Clinical management of the obese patient with heart failure can be difficult, as there currently are no clinical practice guidelines for it and HOHF is often misdiagnosed as HFpEF (Shen et al., 2021).  Some guideline principles include:

• Cardiopulmonary exercise testing is a valuable diagnostic tool to help differentiate the two, allowing for a more specific diagnosis and classification of HF and better management. 
• Evidence suggests that weight reduction through lifestyle changes, such as increased physical activity and diet modification, is beneficial in improving overall health and reducing the detrimental effects of HF (Carbone et al., 2021). 
• Pharmacological interventions may be offered when lifestyle and dietary interventions fail to be effective. 
• Bariatric surgery may be considered in the morbidly obese, which can result in an inhibition of the sympathetic nervous system because of the large amount of weight loss and has been linked to HF prevention (Koutroumpakis et al., 2021). 
• Any combination of diet, exercise, increased physical activity, and surgical intervention has shown to have a positive effect on hemodynamics and cardiac morphology (Carbone et al., 2017). Unfortunately, treating some of these patients using traditional guideline-medical therapy drugs, such as angiotensin converting enzyme inhibitors (ACEI) or angiotensin receptor blockers (ARBI) can cause vasodilation to an already low systemic vascular resistance found in obesity-related high output HF and must be used with caution.
• Aldosterone antagonists offer relief of sodium and water retention and have demonstrated improvement in myocardial fibrosis and LV function in obese individuals (Koutroumpakis et al., 2021). 
• Neprilysin inhibitors have shown promise due to increased levels of neprilysin found in the obese patient, which causes degradation of natriuretic peptide (Shen et al., 2021). 
• Sodium-glucose co-transporter-2 (SGLT2) inhibitors suppress myocardial proinflammatory and profibrotic processes and reduce epicardial fat and, therefore, ameliorates the development of HFpEF (Koutroumpakis et al., 2021).

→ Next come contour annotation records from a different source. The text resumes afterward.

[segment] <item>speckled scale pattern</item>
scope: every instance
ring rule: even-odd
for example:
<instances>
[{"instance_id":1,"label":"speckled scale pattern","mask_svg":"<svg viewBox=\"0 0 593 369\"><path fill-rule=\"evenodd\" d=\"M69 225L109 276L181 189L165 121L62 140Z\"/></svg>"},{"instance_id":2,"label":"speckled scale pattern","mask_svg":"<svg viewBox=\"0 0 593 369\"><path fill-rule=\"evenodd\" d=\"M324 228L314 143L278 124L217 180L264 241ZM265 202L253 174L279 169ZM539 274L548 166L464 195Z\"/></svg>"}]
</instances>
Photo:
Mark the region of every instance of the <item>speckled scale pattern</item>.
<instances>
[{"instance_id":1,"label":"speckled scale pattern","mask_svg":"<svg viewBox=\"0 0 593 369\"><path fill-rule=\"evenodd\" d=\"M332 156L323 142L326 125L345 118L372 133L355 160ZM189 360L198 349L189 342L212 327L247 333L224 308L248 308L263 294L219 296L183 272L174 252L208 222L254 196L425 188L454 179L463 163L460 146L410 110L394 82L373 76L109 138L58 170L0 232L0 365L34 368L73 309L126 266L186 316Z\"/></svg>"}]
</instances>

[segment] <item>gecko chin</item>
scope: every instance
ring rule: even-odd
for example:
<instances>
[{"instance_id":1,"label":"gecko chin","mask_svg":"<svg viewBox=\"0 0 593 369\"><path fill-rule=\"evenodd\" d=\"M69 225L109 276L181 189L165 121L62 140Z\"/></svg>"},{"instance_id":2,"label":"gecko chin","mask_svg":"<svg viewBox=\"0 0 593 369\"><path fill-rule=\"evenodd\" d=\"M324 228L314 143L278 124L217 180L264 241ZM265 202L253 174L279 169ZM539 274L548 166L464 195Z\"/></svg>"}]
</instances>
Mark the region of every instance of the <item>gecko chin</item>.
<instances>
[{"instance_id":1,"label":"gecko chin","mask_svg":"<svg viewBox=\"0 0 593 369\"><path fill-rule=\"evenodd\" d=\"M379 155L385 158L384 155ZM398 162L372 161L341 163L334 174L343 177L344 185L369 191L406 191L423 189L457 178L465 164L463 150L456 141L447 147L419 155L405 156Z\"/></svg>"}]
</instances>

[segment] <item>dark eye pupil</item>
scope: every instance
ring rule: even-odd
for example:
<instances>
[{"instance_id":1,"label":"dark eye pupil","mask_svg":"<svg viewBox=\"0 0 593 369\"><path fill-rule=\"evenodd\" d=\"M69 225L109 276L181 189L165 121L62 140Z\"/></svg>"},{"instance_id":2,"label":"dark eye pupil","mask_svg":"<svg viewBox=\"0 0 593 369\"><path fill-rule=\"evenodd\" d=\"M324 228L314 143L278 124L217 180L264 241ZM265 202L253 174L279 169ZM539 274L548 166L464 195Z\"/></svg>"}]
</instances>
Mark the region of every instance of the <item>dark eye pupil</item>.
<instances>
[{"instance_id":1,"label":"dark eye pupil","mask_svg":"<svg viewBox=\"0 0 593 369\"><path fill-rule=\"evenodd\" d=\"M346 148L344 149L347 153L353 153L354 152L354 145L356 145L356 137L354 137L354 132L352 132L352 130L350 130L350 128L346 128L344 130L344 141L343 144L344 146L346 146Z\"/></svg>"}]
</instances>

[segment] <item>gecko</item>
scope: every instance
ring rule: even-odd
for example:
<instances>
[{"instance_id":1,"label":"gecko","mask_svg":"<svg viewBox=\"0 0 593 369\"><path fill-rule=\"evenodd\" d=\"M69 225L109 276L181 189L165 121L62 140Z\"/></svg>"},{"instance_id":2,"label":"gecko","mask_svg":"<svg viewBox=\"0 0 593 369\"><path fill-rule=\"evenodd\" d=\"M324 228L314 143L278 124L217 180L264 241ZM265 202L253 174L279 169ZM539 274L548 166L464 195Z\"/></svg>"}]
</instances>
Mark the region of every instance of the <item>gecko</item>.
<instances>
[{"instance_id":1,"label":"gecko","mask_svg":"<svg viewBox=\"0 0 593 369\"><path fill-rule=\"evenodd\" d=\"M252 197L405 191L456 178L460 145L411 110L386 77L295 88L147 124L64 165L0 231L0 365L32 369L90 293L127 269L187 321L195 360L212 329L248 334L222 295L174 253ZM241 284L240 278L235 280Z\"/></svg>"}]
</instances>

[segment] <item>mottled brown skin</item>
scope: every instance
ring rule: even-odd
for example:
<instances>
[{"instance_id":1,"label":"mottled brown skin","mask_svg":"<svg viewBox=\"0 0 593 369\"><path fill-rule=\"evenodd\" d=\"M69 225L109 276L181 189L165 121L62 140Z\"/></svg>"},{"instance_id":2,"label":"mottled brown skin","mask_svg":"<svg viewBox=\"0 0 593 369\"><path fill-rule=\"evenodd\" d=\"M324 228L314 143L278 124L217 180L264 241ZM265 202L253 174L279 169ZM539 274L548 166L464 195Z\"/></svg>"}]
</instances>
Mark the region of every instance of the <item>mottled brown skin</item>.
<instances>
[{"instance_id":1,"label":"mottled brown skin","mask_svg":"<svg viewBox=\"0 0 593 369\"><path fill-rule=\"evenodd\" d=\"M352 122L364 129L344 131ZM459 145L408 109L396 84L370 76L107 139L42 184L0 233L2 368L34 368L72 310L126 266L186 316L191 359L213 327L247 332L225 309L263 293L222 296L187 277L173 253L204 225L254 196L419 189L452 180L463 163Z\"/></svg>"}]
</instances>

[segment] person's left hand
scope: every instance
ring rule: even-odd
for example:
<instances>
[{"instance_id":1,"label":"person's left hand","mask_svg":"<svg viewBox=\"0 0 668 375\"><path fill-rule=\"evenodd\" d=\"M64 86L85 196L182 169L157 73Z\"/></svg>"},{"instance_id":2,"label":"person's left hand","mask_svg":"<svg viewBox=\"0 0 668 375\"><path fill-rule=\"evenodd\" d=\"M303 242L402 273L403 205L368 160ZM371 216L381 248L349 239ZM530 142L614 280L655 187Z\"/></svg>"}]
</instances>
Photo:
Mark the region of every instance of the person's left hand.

The complexity of more intricately involved pathophysiologic mechanisms in the production and development of obesity-related HF is not completely understood.  More research is needed to support and develop more specific guidelines of treatment.  Providers should recognize the importance of differentiating obesity-related HOHF and HFpEF and understand the two require distinct paths of treatment.